Effect of TNF-α (30 ng/ml) and insulin (100 nmol/L) on JNK phosphorylation. Hepatocytes were isolated and cultured as described in Materials and Methods and then incubated with TNF-α (30 ng/ml) or insulin (100 nmol/L) for the indicated period of time. Cell lysates (50 μg/lane) were separated by electrophoresis, transferred to nitrocellulose, and then incubated with the specific antibody. β-Actin was used to show equal loading.

Figure 7

Effect of HFD on hepatocyte apoptosis (A), TNF-α protein content in the liver (B), TNF-α mRNA levels in the liver (C and D), and collagen deposition (E and F).
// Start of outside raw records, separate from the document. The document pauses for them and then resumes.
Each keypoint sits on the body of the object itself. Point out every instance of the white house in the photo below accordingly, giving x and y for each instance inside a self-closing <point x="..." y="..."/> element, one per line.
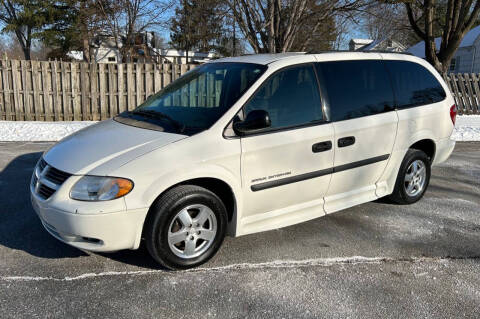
<point x="180" y="57"/>
<point x="373" y="45"/>
<point x="466" y="59"/>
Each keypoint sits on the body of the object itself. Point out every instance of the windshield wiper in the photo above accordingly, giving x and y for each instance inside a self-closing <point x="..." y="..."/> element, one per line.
<point x="158" y="115"/>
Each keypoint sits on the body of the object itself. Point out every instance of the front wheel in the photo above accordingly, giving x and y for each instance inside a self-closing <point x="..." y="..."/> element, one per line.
<point x="186" y="227"/>
<point x="413" y="178"/>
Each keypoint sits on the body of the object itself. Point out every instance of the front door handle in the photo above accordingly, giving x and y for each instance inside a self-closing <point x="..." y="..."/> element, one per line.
<point x="322" y="146"/>
<point x="346" y="141"/>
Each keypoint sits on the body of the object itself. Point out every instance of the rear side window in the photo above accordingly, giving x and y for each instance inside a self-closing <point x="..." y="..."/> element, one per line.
<point x="413" y="84"/>
<point x="291" y="98"/>
<point x="356" y="88"/>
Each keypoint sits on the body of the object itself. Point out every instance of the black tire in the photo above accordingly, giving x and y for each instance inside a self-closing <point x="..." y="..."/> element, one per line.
<point x="400" y="195"/>
<point x="164" y="211"/>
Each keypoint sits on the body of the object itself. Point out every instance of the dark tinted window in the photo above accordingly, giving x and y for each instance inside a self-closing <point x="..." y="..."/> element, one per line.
<point x="414" y="84"/>
<point x="290" y="97"/>
<point x="356" y="88"/>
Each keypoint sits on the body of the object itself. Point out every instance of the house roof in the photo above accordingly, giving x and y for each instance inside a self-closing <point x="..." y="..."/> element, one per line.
<point x="396" y="46"/>
<point x="469" y="39"/>
<point x="361" y="41"/>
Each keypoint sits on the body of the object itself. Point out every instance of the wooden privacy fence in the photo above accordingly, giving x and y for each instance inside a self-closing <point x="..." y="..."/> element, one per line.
<point x="65" y="91"/>
<point x="466" y="90"/>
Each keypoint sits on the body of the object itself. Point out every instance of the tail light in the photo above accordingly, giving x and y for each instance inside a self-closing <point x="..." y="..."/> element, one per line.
<point x="453" y="113"/>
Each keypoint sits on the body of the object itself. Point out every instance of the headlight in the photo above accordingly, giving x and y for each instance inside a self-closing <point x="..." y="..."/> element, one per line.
<point x="97" y="188"/>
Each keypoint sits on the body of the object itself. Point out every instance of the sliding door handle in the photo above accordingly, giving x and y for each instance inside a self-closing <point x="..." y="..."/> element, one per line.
<point x="322" y="146"/>
<point x="346" y="141"/>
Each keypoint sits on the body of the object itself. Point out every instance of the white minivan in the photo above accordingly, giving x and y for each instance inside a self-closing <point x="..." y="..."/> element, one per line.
<point x="247" y="144"/>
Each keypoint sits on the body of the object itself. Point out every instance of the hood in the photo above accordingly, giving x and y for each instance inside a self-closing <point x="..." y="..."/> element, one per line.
<point x="103" y="147"/>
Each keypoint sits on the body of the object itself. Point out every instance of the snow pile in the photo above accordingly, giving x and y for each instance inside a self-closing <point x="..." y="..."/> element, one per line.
<point x="38" y="131"/>
<point x="467" y="128"/>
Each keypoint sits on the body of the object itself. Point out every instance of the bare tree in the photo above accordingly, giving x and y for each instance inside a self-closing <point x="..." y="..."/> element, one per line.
<point x="456" y="18"/>
<point x="273" y="25"/>
<point x="23" y="18"/>
<point x="126" y="18"/>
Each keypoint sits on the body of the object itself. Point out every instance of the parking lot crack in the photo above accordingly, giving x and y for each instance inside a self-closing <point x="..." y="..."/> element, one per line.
<point x="318" y="262"/>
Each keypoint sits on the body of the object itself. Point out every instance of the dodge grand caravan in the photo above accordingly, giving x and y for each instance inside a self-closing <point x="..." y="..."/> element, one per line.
<point x="243" y="145"/>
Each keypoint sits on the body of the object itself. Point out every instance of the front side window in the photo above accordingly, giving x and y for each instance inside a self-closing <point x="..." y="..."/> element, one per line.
<point x="414" y="85"/>
<point x="291" y="98"/>
<point x="356" y="88"/>
<point x="195" y="101"/>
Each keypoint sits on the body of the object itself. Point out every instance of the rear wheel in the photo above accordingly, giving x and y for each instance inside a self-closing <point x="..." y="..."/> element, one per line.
<point x="413" y="178"/>
<point x="186" y="227"/>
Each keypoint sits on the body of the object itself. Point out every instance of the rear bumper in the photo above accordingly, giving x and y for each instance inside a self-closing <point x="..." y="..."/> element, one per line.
<point x="95" y="232"/>
<point x="444" y="149"/>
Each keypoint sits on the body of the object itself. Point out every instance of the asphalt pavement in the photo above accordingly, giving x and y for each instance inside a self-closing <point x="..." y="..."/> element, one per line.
<point x="415" y="261"/>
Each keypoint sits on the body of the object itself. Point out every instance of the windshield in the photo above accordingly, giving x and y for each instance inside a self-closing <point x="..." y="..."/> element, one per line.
<point x="195" y="101"/>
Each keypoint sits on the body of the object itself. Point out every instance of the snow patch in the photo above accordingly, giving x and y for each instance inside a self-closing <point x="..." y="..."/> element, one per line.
<point x="13" y="131"/>
<point x="467" y="128"/>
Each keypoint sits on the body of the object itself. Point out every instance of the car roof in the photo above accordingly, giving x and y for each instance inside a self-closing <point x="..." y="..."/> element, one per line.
<point x="265" y="58"/>
<point x="268" y="58"/>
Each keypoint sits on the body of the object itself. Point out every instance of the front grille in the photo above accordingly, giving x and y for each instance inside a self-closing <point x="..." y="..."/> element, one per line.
<point x="47" y="179"/>
<point x="45" y="191"/>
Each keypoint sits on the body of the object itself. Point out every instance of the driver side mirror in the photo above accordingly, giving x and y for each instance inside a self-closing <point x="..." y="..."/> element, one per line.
<point x="256" y="120"/>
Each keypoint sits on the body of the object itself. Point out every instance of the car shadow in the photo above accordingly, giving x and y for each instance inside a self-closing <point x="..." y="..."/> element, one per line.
<point x="20" y="228"/>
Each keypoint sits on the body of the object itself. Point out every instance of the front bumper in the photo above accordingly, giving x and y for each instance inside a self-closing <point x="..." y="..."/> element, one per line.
<point x="94" y="232"/>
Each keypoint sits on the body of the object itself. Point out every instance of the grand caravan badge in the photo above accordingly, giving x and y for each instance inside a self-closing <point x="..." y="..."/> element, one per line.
<point x="268" y="178"/>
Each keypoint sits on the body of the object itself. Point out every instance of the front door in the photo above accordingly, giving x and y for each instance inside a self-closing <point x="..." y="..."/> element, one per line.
<point x="286" y="169"/>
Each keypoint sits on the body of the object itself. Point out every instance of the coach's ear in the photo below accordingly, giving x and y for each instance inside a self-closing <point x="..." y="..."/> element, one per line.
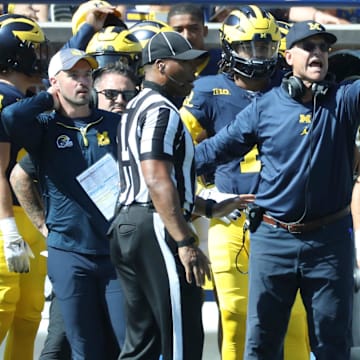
<point x="93" y="104"/>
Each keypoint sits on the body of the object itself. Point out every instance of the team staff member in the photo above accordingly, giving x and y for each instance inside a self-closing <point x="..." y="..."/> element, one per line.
<point x="303" y="239"/>
<point x="64" y="143"/>
<point x="22" y="290"/>
<point x="117" y="84"/>
<point x="152" y="246"/>
<point x="248" y="70"/>
<point x="188" y="20"/>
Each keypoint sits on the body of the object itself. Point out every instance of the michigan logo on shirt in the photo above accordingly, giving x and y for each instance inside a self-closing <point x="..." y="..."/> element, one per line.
<point x="63" y="141"/>
<point x="103" y="138"/>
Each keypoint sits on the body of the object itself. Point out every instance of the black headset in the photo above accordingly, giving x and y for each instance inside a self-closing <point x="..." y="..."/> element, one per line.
<point x="296" y="88"/>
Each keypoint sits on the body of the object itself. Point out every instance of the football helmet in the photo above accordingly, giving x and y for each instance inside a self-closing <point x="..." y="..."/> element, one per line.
<point x="113" y="44"/>
<point x="79" y="17"/>
<point x="23" y="45"/>
<point x="284" y="28"/>
<point x="250" y="40"/>
<point x="146" y="29"/>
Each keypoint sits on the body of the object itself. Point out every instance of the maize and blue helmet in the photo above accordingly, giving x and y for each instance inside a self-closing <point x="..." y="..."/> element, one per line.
<point x="250" y="40"/>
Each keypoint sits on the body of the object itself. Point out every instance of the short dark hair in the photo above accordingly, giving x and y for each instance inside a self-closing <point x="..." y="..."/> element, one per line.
<point x="115" y="68"/>
<point x="186" y="8"/>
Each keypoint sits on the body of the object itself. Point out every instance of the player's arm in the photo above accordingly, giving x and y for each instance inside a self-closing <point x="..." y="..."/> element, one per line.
<point x="16" y="250"/>
<point x="355" y="205"/>
<point x="6" y="210"/>
<point x="28" y="196"/>
<point x="157" y="176"/>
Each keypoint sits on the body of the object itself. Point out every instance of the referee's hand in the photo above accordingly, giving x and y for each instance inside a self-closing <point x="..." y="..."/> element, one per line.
<point x="196" y="264"/>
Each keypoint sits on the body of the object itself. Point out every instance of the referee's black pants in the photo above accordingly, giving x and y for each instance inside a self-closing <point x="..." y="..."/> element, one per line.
<point x="163" y="310"/>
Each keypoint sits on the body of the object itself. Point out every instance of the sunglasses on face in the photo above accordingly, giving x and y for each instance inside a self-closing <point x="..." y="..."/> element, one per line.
<point x="112" y="94"/>
<point x="311" y="46"/>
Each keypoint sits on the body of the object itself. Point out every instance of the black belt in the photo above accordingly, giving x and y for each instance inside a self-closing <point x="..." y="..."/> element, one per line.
<point x="149" y="205"/>
<point x="307" y="226"/>
<point x="124" y="208"/>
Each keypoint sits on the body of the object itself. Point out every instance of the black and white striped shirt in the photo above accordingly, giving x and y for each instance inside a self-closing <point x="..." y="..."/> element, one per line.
<point x="151" y="128"/>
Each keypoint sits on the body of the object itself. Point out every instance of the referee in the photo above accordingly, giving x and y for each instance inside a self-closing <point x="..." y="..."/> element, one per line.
<point x="151" y="243"/>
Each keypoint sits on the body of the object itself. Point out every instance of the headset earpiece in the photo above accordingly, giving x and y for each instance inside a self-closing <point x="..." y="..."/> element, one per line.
<point x="294" y="86"/>
<point x="93" y="99"/>
<point x="162" y="68"/>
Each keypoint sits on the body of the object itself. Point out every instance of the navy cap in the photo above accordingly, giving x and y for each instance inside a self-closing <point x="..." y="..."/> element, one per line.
<point x="169" y="45"/>
<point x="305" y="29"/>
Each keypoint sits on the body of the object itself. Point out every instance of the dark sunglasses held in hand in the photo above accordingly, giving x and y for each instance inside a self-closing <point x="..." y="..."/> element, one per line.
<point x="112" y="94"/>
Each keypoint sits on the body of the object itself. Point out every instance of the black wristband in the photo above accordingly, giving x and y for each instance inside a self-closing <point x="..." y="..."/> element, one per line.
<point x="188" y="241"/>
<point x="208" y="208"/>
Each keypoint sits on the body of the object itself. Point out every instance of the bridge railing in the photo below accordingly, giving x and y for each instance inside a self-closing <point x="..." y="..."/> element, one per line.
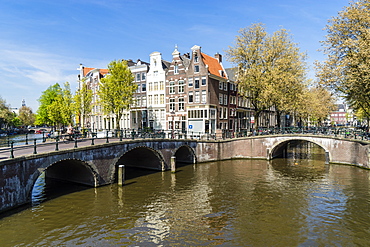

A representative agarose gel of RT-PCR for TNF-α mRNA is shown in C. Representative Sirius Red staining is shown in E. No differences were observed between controls at the different time points (A, B, and D), which were thus considered as a single control group. Data are presented as mean ± SD. *P < 0.05 versus controls.

Figure 8

Effect of n-3 PUFA administration on TNF-α and adiponectin mRNA in visceral adipose tissue (A and B), TNF-α and adiponectin levels in portal blood (C), and PPARα expression in nuclear liver extracts (D). Rats were treated for 1 month with HFD and then divided into HFD or HFD/n-3 PUFA group for an additional 2 months. Gray lines, TNF-α; black lines, adiponectin. Data are presented as mean ± SD. *P < 0.05 versus controls.

Figure 9

Effect of n-3 PUFA administration on hepatic deposition of triglyceride (A) and cholesterol (B) and on the histological appearance of liver injury induced by HFD (C and D). Rats were treated for 1 month with HFD and then divided into HFD or HFD/n-3 PUFA group for an additional 2 months. Compared with the histological injury observed with HFD (C), the HFD/n-3 PUFA diet (D) elicited a striking decrease in fat accumulation and inflammatory infiltrate. Data are presented as mean ± SD. *P < 0.05 versus controls. §P < 0.05 versus HFD.

Figure 10

Effect of n-3 PUFA administration on hepatic TNF-α mRNA levels (A and B), necroinflammatory and steatosis score (C), and number of apoptotic bodies (D). Rats were treated for 1 month with HFD and then divided into HFD or HFD/n-3 PUFA group for an additional 2 months. In C, black bars represent steatosis and white bars represent necroinflammation. Data are presented as mean ± SD. *P < 0.05 versus controls. §P < 0.05 versus HFD.